As P2 professionals we need to be good at helping others with their collaboration work: Inter-organizational collaboration (partnership to Arnstein) can certainly be a high-order form of P2. When an organization such as a government chooses to engage another organization, such as a service-providing NGO in a shared task, this is a significant form of involvement and engagement. For sure, most reputable scholars and experienced practitioners who have attempted to articulate a spectrum of possible P2 activity ‘keep a space’ for collaboration within their frameworks or descriptive tools. As such, in my view, P2 professionals need to be good at helping organizations to better engage their publics, but equally as good at helping them to build effective collaborative structures and alliances that also serve to engage. We need to be able to mentor, coach and support other agencies and groups to be ‘smart partners’. In my current job, with the Government of Newfoundland and Labrador we believe in this so strongly that all ten of our public engagement managers have been supported to participate in advanced ‘partnership-brokering’ training through the UK-based Partnership Brokers Association: (www.partnershipbrokers.org).
IAP2 Canada is a partnering organization: IAP2 Canada is an entity that is, has been, and will be in the future, involved with various types or forms of collaboration. We are a partnering organization that needs to be a good and smart partner. We need to model effective partnership practice. But given that collaboration is resource- and time-intensive, we will need to make choices. We can’t partner with everyone on everything. We need to avoid collaboration overload. We also need to be able to align form with function when it comes to our collaborative efforts (e.g., why build a big lumbering partnership complete with MOUs and policies and procedures when a more nimble sharing and learning structure might have sufficed?) .
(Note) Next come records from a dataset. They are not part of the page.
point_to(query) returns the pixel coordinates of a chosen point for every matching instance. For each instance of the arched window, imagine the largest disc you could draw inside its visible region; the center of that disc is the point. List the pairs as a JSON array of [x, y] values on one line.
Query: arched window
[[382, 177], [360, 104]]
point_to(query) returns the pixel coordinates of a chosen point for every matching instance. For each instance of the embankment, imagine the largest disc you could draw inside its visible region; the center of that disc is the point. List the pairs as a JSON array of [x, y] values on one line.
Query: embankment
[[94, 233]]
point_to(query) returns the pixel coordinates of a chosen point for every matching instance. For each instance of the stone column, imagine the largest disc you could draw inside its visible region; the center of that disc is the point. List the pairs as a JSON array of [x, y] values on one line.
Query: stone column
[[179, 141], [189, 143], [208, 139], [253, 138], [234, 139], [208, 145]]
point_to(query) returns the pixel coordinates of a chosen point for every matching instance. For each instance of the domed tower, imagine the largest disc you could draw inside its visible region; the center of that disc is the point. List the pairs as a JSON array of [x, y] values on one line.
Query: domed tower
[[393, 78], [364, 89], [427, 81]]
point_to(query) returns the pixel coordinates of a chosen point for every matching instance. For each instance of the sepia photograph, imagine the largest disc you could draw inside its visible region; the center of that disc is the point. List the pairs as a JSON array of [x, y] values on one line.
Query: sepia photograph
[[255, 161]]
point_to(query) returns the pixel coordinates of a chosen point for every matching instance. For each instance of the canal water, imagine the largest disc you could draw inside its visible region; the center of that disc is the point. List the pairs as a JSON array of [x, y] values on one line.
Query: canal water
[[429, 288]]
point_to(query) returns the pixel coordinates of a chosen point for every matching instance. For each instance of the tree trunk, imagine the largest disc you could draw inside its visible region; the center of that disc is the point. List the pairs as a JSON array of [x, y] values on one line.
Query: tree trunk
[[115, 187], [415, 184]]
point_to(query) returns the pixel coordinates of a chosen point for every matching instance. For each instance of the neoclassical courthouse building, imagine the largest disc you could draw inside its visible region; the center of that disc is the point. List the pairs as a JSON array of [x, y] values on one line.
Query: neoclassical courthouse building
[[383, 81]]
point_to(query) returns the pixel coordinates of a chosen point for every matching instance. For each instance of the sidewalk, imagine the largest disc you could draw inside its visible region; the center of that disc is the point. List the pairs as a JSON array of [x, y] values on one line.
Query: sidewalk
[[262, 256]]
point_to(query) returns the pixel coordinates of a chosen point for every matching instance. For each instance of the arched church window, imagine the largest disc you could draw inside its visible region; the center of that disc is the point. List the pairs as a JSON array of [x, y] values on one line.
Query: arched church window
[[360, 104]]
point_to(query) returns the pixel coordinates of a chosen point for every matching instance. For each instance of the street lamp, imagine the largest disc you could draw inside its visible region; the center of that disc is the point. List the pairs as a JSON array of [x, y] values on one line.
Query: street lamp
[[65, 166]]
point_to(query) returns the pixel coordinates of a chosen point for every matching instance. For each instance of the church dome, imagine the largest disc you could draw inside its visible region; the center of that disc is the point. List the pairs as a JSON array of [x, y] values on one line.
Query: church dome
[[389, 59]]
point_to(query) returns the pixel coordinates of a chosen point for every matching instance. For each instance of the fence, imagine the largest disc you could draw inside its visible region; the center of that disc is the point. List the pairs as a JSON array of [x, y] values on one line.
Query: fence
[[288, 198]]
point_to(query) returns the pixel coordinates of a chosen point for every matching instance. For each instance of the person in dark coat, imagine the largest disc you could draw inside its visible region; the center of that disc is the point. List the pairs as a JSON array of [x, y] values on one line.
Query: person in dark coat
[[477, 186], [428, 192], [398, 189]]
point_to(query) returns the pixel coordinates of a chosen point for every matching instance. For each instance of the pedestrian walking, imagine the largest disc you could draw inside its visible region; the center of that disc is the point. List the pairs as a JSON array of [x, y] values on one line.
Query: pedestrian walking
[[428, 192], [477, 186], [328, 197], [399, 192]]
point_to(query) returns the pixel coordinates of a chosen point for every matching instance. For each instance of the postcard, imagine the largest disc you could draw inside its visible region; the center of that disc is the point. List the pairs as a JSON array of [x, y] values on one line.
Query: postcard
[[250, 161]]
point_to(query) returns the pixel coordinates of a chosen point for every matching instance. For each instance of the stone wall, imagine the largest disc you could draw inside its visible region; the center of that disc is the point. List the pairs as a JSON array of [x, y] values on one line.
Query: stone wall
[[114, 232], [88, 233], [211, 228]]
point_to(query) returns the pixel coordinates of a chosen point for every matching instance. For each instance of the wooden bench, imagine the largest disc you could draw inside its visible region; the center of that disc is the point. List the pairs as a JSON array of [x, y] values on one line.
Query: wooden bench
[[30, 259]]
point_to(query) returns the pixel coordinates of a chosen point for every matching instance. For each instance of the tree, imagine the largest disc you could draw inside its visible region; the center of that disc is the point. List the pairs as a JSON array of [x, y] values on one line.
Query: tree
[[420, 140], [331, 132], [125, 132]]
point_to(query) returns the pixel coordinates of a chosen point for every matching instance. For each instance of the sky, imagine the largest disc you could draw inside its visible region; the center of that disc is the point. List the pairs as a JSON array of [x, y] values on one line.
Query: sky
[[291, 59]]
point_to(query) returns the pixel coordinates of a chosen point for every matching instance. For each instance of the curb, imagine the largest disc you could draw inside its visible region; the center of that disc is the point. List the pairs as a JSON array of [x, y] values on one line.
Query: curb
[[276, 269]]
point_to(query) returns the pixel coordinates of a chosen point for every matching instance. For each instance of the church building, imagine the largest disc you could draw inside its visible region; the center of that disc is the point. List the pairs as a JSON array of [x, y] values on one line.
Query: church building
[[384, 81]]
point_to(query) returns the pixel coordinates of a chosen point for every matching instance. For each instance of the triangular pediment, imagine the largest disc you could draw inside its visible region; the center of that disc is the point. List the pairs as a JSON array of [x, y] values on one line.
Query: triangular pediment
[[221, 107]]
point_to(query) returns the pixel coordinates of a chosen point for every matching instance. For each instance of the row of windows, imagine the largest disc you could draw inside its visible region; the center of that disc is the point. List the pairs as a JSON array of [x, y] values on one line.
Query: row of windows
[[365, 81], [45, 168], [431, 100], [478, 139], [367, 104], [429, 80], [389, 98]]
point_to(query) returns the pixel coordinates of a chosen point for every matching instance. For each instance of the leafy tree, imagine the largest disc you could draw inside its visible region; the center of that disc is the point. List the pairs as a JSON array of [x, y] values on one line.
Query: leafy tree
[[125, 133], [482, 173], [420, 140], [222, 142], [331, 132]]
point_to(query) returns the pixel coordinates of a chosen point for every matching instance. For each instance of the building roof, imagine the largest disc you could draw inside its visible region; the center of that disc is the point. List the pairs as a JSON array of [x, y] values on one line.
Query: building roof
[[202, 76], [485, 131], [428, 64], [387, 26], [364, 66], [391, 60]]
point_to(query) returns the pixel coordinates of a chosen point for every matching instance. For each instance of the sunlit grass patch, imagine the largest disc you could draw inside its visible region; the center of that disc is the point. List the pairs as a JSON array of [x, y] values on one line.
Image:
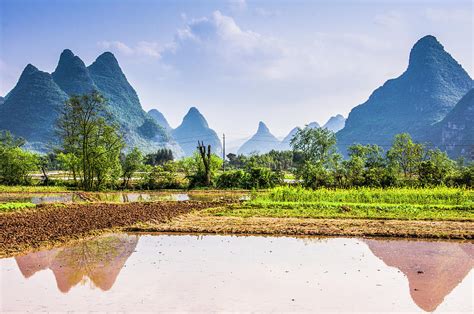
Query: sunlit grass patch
[[418, 204], [7, 207], [32, 189]]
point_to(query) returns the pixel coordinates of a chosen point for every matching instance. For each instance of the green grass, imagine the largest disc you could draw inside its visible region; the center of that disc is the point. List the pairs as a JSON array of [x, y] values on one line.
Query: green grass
[[418, 204], [8, 207], [32, 189], [439, 195]]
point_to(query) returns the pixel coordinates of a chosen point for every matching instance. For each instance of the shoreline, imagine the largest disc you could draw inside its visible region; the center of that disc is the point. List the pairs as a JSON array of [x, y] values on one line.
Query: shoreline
[[53, 225], [199, 223]]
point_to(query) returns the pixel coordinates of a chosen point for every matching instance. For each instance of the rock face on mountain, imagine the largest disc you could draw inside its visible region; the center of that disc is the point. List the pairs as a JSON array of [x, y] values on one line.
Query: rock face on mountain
[[261, 142], [286, 142], [335, 123], [160, 119], [455, 133], [30, 109], [194, 128], [72, 76], [430, 87]]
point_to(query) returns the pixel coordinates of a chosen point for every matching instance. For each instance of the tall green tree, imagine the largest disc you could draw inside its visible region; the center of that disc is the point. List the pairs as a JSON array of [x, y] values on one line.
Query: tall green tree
[[91, 139], [131, 163], [317, 145], [406, 155], [15, 163]]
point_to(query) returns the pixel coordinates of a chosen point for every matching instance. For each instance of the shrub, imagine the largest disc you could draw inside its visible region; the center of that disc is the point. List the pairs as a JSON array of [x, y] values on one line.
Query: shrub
[[232, 179]]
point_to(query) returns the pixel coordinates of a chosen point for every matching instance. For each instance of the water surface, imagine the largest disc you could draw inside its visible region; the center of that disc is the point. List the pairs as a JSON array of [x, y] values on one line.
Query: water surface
[[120, 197], [120, 272]]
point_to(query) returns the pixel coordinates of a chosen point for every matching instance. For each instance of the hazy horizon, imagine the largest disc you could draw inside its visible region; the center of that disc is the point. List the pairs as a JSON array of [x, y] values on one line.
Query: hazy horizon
[[284, 63]]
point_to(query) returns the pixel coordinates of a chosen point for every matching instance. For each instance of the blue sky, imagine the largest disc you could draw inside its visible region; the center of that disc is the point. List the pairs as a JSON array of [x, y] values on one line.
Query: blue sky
[[239, 61]]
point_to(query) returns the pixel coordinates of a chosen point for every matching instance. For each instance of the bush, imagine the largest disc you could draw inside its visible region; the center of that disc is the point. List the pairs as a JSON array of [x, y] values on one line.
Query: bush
[[164, 177], [232, 179], [15, 165], [262, 178]]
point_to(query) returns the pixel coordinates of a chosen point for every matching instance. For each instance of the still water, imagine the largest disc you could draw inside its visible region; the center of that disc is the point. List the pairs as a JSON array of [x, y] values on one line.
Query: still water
[[127, 272], [119, 197]]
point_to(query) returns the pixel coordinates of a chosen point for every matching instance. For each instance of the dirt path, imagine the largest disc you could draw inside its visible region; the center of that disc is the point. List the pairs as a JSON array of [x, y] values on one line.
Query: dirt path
[[201, 223], [52, 224]]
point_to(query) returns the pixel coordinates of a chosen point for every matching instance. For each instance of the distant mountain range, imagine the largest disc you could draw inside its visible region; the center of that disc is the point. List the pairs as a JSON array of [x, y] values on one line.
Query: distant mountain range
[[30, 109], [432, 100], [455, 133], [194, 128], [261, 142], [422, 96]]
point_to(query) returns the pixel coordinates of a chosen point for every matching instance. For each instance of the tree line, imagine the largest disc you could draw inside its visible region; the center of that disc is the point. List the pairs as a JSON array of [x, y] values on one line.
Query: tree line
[[92, 152]]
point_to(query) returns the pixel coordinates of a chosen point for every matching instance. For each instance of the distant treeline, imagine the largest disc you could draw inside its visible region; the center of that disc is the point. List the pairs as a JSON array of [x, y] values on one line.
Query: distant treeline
[[92, 153]]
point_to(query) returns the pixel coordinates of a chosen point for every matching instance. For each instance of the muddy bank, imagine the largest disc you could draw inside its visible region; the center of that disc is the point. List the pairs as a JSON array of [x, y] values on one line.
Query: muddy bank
[[53, 224], [202, 223]]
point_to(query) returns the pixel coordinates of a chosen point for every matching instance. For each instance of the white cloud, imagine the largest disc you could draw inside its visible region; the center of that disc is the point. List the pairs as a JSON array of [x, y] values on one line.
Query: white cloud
[[237, 5], [142, 48], [217, 43], [391, 19], [266, 13], [448, 15], [117, 46]]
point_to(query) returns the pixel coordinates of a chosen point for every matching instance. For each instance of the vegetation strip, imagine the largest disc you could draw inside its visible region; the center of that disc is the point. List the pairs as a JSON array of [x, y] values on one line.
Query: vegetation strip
[[202, 223], [28, 230]]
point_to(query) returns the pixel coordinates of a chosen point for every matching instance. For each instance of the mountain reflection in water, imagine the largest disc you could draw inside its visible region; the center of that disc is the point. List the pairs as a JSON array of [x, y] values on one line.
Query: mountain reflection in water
[[99, 259], [433, 269]]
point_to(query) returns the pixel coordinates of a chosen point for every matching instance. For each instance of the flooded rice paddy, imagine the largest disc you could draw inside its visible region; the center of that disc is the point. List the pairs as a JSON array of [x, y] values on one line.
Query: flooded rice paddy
[[129, 272], [118, 197]]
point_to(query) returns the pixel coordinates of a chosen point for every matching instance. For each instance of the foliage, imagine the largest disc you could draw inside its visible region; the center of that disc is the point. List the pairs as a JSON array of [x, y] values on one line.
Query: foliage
[[164, 177], [397, 203], [161, 157], [438, 195], [194, 169], [91, 142], [262, 178], [131, 163], [6, 207], [232, 179], [405, 155], [317, 145], [15, 163]]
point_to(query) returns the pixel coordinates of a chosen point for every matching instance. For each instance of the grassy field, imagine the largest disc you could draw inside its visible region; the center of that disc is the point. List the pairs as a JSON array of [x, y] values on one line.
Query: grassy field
[[417, 204], [32, 189], [9, 207]]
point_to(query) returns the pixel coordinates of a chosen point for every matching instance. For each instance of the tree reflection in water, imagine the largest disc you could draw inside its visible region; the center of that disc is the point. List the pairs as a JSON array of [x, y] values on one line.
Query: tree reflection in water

Now that I have been in the IAP2 saddle for a few months, I am starting to ask myself some basic questions about collaboration and our organization. I don’t have all the answers but I suspect that between us we do have many of them: which existing collaborative relationships are or have been most fruitful and why? Are they all giving IAP2 Canada a synergistic bounce (whereby 1+1 = > 2)? Can under-performing relationships be repaired, or is it time to reinvent or even retire some of them? What other potential collaborators are out there (Note: while attending the Institute of Public Administration of Canada’s (IPAC) national conference last week – where policy innovation was a key macro theme, and where the need for better and deeper connections between policy-makers and the public was consistently stressed – I wondered, ‘could there be a future relationship between IAP2 Canada and IPAC?’). But do we have the internal capacity to take on new partnership work? How many collaborative projects can we become involved with before we exhaust our human resources? How can we build appropriate and simple structures that allow us to learn from and work with key partners on select issues, while not over-taxing the volunteers that make IAP2 Canada a success?
Going forward, I hope to incent a dialogue about these and other ‘collaboration questions’ among my Board colleagues. I hope to help IAP2 Canada ensure it remains or becomes involved with high-performing partnerships. I want to find out if there is any desire among our membership for enhanced collaboration capacity-building opportunities, whereby participants can ‘beef-up’ their partnership design, brokering, diagnostic and problem-solving skills. I’d like to float the idea of IAP2 Canada engaging in some ‘collaborative research’ on P2 themes. More generally I hope to highlight the importance and potential of inter-organizational collaboration in a P2 context, because in my view, practitioners with strong collaboration-building and -supporting skills are particularly good P2 practitioners.